On March 22, the two climbed through an open window in McClain’s house, where they shot the sleeping 65-year-old in the back of the head with Hedlund’s sawed-off rifle. They stole a pocket watch, three handguns and McClain’s car, according to court documents.
After their arrests, the two were each indicted on two counts of first-degree murder and four other counts related to the robberies, according to court documents. They were tried together, but before separate juries, in the same courtroom where both men wore leg shackles after a report that they might try to escape.
Defense attorneys objected to the dual juries and to the shackles, which they charged would bias the jury. Hedlund’s trial attorney also tried to get the judge to recuse himself, claiming Hedlund felt the judge was biased against him. And they tried to remove a juror who learned she was a distant relative of McClain.

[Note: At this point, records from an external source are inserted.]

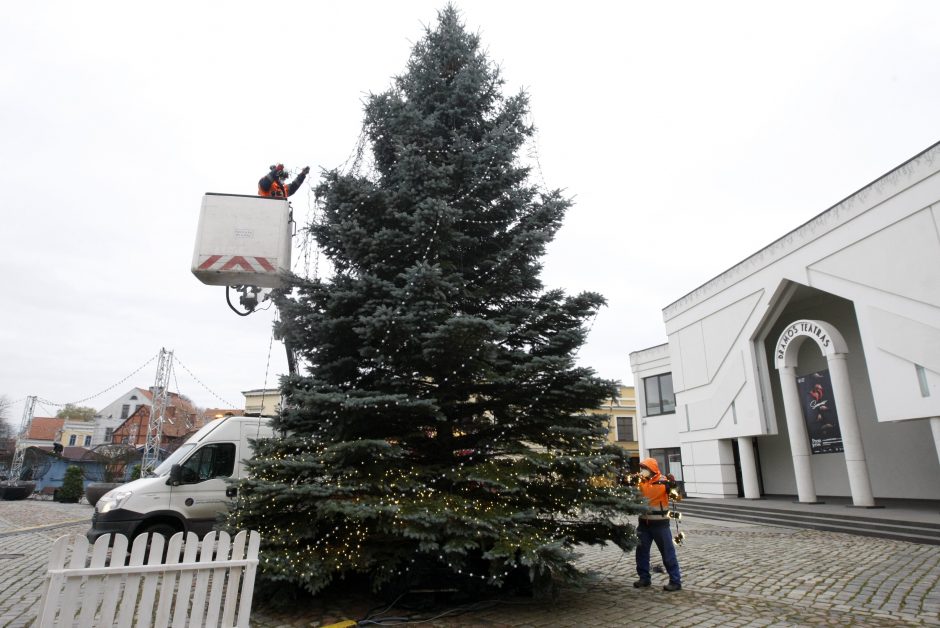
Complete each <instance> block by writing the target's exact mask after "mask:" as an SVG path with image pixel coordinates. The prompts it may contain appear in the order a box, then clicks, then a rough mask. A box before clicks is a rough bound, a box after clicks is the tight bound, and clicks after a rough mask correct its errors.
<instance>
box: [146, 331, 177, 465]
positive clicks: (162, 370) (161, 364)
mask: <svg viewBox="0 0 940 628" xmlns="http://www.w3.org/2000/svg"><path fill="white" fill-rule="evenodd" d="M172 371H173V352H172V351H167V350H166V349H164V348H162V347H161V348H160V358H159V361H158V362H157V377H156V379H155V380H154V384H153V390H152V391H151V392H152V395H151V399H150V424H149V425H148V427H147V440H146V442H145V444H144V456H143V459H142V460H141V463H140V475H141V477H145V476H146V475H147V474H148V473H151V472H152V471H153V470H154V469H155V468H156V466H157V465H158V464H159V462H160V441H161V440H162V438H163V421H164V418H165V415H166V408H167V398H168V395H169V393H168V391H169V386H170V374H171V372H172Z"/></svg>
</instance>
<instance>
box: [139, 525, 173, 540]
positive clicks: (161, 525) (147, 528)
mask: <svg viewBox="0 0 940 628" xmlns="http://www.w3.org/2000/svg"><path fill="white" fill-rule="evenodd" d="M177 532H179V530H177V529H176V527H174V526H172V525H170V524H169V523H152V524H150V525H149V526H147V527H146V528H144V529H143V530H141V531H140V534H160V535H163V536H164V537H166V541H167V542H168V543H169V541H170V537H171V536H173V535H174V534H176V533H177Z"/></svg>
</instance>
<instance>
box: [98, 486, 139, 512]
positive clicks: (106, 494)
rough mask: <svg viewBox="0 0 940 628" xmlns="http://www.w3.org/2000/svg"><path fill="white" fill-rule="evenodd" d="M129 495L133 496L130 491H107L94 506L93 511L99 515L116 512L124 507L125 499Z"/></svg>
mask: <svg viewBox="0 0 940 628" xmlns="http://www.w3.org/2000/svg"><path fill="white" fill-rule="evenodd" d="M131 495H133V492H132V491H122V490H119V489H114V490H113V491H108V492H107V493H105V494H104V496H103V497H102V498H101V499H99V500H98V503H97V504H95V510H97V511H98V512H99V513H101V514H104V513H106V512H111V511H112V510H117V509H118V508H120V507H121V506H123V505H124V502H126V501H127V498H128V497H130V496H131Z"/></svg>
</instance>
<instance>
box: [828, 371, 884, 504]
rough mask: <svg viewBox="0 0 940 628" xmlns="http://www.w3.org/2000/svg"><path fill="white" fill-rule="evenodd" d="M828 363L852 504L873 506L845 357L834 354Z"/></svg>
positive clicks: (851, 386) (861, 437)
mask: <svg viewBox="0 0 940 628" xmlns="http://www.w3.org/2000/svg"><path fill="white" fill-rule="evenodd" d="M828 362H829V376H830V377H831V378H832V396H833V400H834V401H835V402H836V412H837V413H838V416H839V431H840V432H841V433H842V447H843V449H844V450H845V466H846V469H847V470H848V472H849V488H850V489H851V491H852V503H853V504H854V505H856V506H874V505H875V498H874V497H872V492H871V478H870V477H869V475H868V463H867V462H866V461H865V447H864V446H863V445H862V433H861V430H859V427H858V415H857V414H856V413H855V400H854V399H852V384H851V383H850V382H849V367H848V362H847V360H846V354H844V353H834V354H832V355H830V356H828Z"/></svg>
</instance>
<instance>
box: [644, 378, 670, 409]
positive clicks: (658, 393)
mask: <svg viewBox="0 0 940 628" xmlns="http://www.w3.org/2000/svg"><path fill="white" fill-rule="evenodd" d="M643 391H644V392H645V393H646V416H655V415H657V414H673V413H675V411H676V396H675V394H673V392H672V373H663V374H662V375H654V376H653V377H644V378H643Z"/></svg>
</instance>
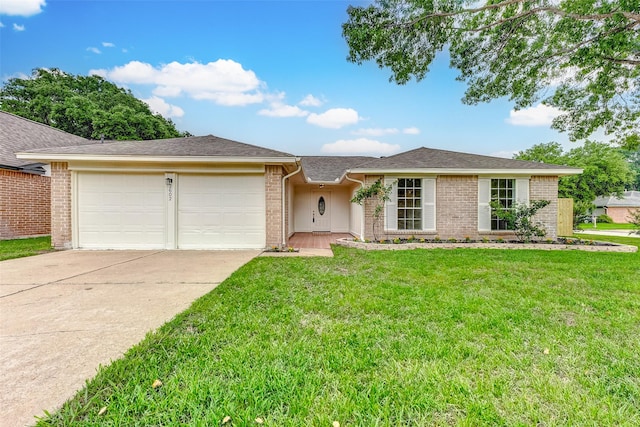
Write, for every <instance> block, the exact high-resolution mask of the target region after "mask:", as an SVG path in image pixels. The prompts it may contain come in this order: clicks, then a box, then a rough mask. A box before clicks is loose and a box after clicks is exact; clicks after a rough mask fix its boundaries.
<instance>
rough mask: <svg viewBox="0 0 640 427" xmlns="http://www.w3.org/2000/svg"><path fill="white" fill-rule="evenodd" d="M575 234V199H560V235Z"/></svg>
mask: <svg viewBox="0 0 640 427" xmlns="http://www.w3.org/2000/svg"><path fill="white" fill-rule="evenodd" d="M572 234H573V199H558V236H571V235H572Z"/></svg>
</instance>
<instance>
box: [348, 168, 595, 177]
mask: <svg viewBox="0 0 640 427" xmlns="http://www.w3.org/2000/svg"><path fill="white" fill-rule="evenodd" d="M347 173H361V174H369V175H374V174H376V175H399V174H406V175H412V174H415V175H536V176H566V175H578V174H581V173H582V169H576V168H558V169H515V168H514V169H477V168H469V169H466V168H406V169H405V168H402V169H371V168H354V169H349V170H347Z"/></svg>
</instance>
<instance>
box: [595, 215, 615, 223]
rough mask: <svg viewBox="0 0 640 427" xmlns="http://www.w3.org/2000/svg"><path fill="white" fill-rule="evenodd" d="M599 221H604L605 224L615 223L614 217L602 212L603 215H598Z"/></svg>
mask: <svg viewBox="0 0 640 427" xmlns="http://www.w3.org/2000/svg"><path fill="white" fill-rule="evenodd" d="M597 220H598V222H601V223H604V224H613V219H612V218H611V217H610V216H609V215H606V214H602V215H598V218H597Z"/></svg>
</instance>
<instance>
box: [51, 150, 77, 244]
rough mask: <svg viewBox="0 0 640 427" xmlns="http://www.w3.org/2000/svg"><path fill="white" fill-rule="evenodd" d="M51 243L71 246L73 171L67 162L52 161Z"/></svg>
mask: <svg viewBox="0 0 640 427" xmlns="http://www.w3.org/2000/svg"><path fill="white" fill-rule="evenodd" d="M51 212H52V215H51V245H52V246H53V247H54V248H58V249H68V248H71V236H72V234H71V172H70V171H69V168H68V163H66V162H53V163H51Z"/></svg>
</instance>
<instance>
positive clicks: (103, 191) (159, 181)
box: [77, 172, 166, 249]
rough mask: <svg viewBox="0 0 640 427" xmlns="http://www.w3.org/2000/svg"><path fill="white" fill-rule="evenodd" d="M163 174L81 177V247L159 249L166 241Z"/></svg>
mask: <svg viewBox="0 0 640 427" xmlns="http://www.w3.org/2000/svg"><path fill="white" fill-rule="evenodd" d="M164 194H165V183H164V175H162V174H115V173H89V172H83V173H79V174H78V222H77V223H78V246H79V247H81V248H91V249H94V248H95V249H160V248H164V247H165V242H166V206H165V201H164Z"/></svg>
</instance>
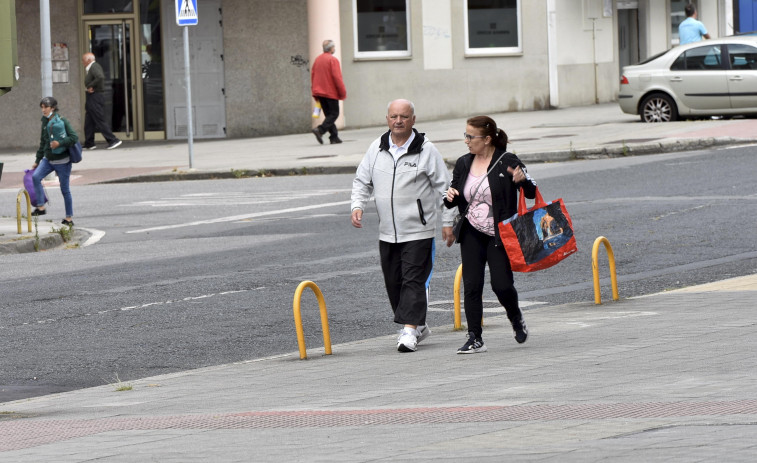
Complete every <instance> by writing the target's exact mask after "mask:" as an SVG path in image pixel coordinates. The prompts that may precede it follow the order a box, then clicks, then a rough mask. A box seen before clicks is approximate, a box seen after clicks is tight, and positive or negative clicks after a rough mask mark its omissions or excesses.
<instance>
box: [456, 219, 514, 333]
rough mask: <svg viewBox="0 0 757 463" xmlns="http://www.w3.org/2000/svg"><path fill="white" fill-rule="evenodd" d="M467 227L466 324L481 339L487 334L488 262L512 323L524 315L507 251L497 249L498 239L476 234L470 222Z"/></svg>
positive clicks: (509, 317) (509, 318)
mask: <svg viewBox="0 0 757 463" xmlns="http://www.w3.org/2000/svg"><path fill="white" fill-rule="evenodd" d="M463 226H464V227H466V228H467V230H465V238H464V239H463V241H462V243H460V255H461V257H462V261H463V284H464V285H465V292H464V294H465V299H464V301H465V320H466V321H467V323H468V332H472V333H473V334H475V335H476V337H480V336H481V333H482V331H483V329H482V327H481V317H482V316H483V314H484V307H483V293H484V272H485V271H486V264H487V262H488V264H489V275H491V280H492V290H493V291H494V294H496V295H497V299H498V300H499V303H500V304H502V306H503V307H504V308H505V310H506V311H507V318H508V319H510V323H514V322H517V321H520V320H521V319H522V318H523V314H522V313H521V311H520V307H518V292H517V291H516V290H515V286H513V271H512V270H511V269H510V260H509V259H508V258H507V254H506V253H505V249H504V248H503V247H501V246H495V245H494V244H495V242H496V241H495V237H493V236H489V235H486V234H484V233H481V232H480V231H478V230H476V229H475V228H473V226H472V225H471V224H470V223H468V221H467V220H466V221H465V223H464V224H463Z"/></svg>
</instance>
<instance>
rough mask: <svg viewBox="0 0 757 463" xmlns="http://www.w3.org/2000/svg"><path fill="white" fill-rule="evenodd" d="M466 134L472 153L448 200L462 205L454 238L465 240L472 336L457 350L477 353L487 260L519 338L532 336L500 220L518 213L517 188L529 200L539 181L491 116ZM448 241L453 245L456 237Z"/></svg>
mask: <svg viewBox="0 0 757 463" xmlns="http://www.w3.org/2000/svg"><path fill="white" fill-rule="evenodd" d="M464 137H465V143H466V145H468V149H469V150H470V152H469V153H468V154H465V155H463V156H461V157H460V158H459V159H458V160H457V162H456V164H455V169H454V170H453V172H452V182H451V184H450V188H449V189H448V190H447V195H446V197H445V199H444V204H445V206H447V207H448V208H452V207H455V206H457V208H458V210H459V211H460V214H461V216H462V217H461V218H462V225H461V226H459V227H456V228H455V231H457V233H456V234H455V238H456V241H457V242H458V243H460V254H461V257H462V263H463V284H464V286H465V292H464V306H465V319H466V322H467V324H468V339H467V341H466V343H465V344H464V345H463V346H462V347H460V348H459V349H458V350H457V353H458V354H472V353H478V352H486V350H487V349H486V346H485V345H484V341H483V338H482V332H483V328H482V326H481V317H482V315H483V299H482V298H483V290H484V274H485V271H486V265H487V264H488V265H489V273H490V276H491V282H492V290H493V291H494V294H496V295H497V299H498V300H499V302H500V304H502V306H503V307H504V308H505V310H506V311H507V318H508V319H509V320H510V323H511V324H512V327H513V331H514V333H515V340H516V341H517V342H518V343H524V342H526V339H527V338H528V329H527V328H526V322H525V321H524V320H523V313H522V312H521V310H520V307H519V305H518V292H517V291H516V290H515V286H514V285H513V281H514V280H513V272H512V270H511V268H510V261H509V260H508V258H507V254H506V253H505V249H504V247H503V245H502V241H501V239H500V237H499V233H498V232H497V224H498V223H500V222H502V221H503V220H505V219H507V218H509V217H512V216H513V215H514V214H516V213H517V208H518V190H520V189H521V188H522V189H523V192H524V193H525V196H526V197H527V198H529V199H533V198H534V196H535V193H536V182H534V180H533V179H532V178H531V177H530V176H529V175H528V174H527V173H526V166H525V165H524V164H523V163H522V162H521V161H520V159H518V157H517V156H516V155H514V154H513V153H510V152H507V150H506V148H507V134H505V132H504V131H503V130H502V129H499V128H497V124H496V122H494V120H493V119H491V118H490V117H488V116H476V117H472V118H470V119H468V121H467V125H466V128H465V134H464ZM458 230H459V231H458ZM447 245H448V246H451V245H452V241H451V240H449V241H448V242H447Z"/></svg>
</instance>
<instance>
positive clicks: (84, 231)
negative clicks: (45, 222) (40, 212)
mask: <svg viewBox="0 0 757 463" xmlns="http://www.w3.org/2000/svg"><path fill="white" fill-rule="evenodd" d="M17 226H18V223H17V221H16V220H12V219H7V218H0V255H4V254H25V253H29V252H39V251H49V250H55V249H75V248H78V247H84V246H87V245H89V244H91V243H92V239H93V238H94V237H96V236H101V234H100V233H99V232H97V231H96V230H90V229H84V228H77V227H73V228H69V227H67V226H65V225H60V226H59V227H58V226H56V225H54V224H50V223H45V224H44V225H42V224H40V225H37V227H36V228H35V226H34V225H32V229H31V231H29V228H28V223H27V221H26V220H23V221H22V222H21V231H22V233H20V234H19V233H18V228H17ZM98 239H99V238H98Z"/></svg>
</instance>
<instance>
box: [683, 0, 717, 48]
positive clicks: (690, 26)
mask: <svg viewBox="0 0 757 463" xmlns="http://www.w3.org/2000/svg"><path fill="white" fill-rule="evenodd" d="M683 11H684V13H686V19H684V20H683V21H682V22H681V24H679V25H678V39H679V44H681V45H684V44H687V43H694V42H699V41H700V40H702V38H705V39H709V38H710V34H708V33H707V28H706V27H704V24H702V22H701V21H699V20H697V8H696V7H695V6H694V5H692V4H691V3H689V4H688V5H686V6H685V7H684V9H683Z"/></svg>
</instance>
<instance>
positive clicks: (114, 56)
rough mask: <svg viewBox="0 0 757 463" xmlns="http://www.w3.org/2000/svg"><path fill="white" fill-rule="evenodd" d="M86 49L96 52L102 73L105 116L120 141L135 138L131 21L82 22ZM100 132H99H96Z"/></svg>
mask: <svg viewBox="0 0 757 463" xmlns="http://www.w3.org/2000/svg"><path fill="white" fill-rule="evenodd" d="M84 27H85V33H86V37H87V43H86V44H85V48H86V49H87V51H89V52H91V53H92V54H94V55H95V61H97V63H98V64H100V66H102V68H103V72H104V73H105V90H104V92H103V94H104V96H105V119H106V121H108V122H109V123H110V126H111V130H112V131H113V133H114V134H115V135H116V136H117V137H118V138H120V139H122V140H136V139H139V138H141V137H138V136H137V135H136V134H139V132H140V130H142V127H140V125H141V124H136V123H135V122H141V121H139V119H138V118H135V117H134V115H135V114H137V98H136V95H135V90H136V88H137V86H136V84H135V82H136V75H135V67H134V63H135V62H136V60H135V59H134V56H133V50H135V48H136V47H135V46H134V40H135V37H134V22H133V20H131V19H119V20H113V21H85V23H84ZM98 135H99V134H98Z"/></svg>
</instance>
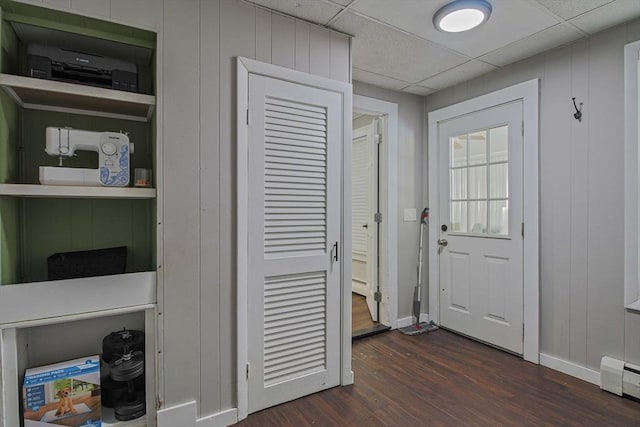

All those objections were rejected, and the two were found guilty on Nov. 12, 1992, with Hedlund convicted of the first-degree of McClain and second-degree murder of Mertens. Both men were later sentenced to death.
At sentencing, Hedlund argued that a history of childhood abuse, alcoholism, post-traumatic stress disorder, a low IQ and other factors mitigated against imposition of the death penalty. But the trial judge imposed a death sentence.
That sentence was upheld by the Arizona Supreme Court, which rejected arguments that the trial judge had unconstitutionally failed to consider the mitigating factors because there was no causal link between them and the actual crime.
But the appeals court panel disagreed Friday, citing the full circuit court’s decision to reverse McKinney’s sentence.
“Because we are bound by our court’s decision in McKinney, we follow its conclusion that the Arizona Supreme Court applied the unconstitutional causal nexus test in affirming Hedlund’s sentence,” Judge N. Randy Smith wrote for the court.
Harms said the rulings in Hedlund’s and McKinney’s cases recognize that Arizona courts had long required that mitigating factors must be connected to the crime to be considered, a practice ruled unconstitutional by the U.S. Supreme Court.
In a partial dissent, Judge Kim Wardlaw said she would have upheld Hedlund’s challenge to his being shackled during trial, and would have agreed with his claim that he had ineffective counsel during his plea process and sentencing.
In a grudging concurrence, Judge Carlos Bea said he disagreed with the McKinney ruling but his hands were tied, since the full 9th Circuit had already ruled that McKinney deserved a resentencing.
“My agreement on this point should not be construed as a concession that McKinney was correctly decided. It was not,” Bea wrote. “But, I recognize that, as a three-judge panel, we are bound to follow McKinney until it is overruled by the Supreme Court or a future en banc panel of our court.”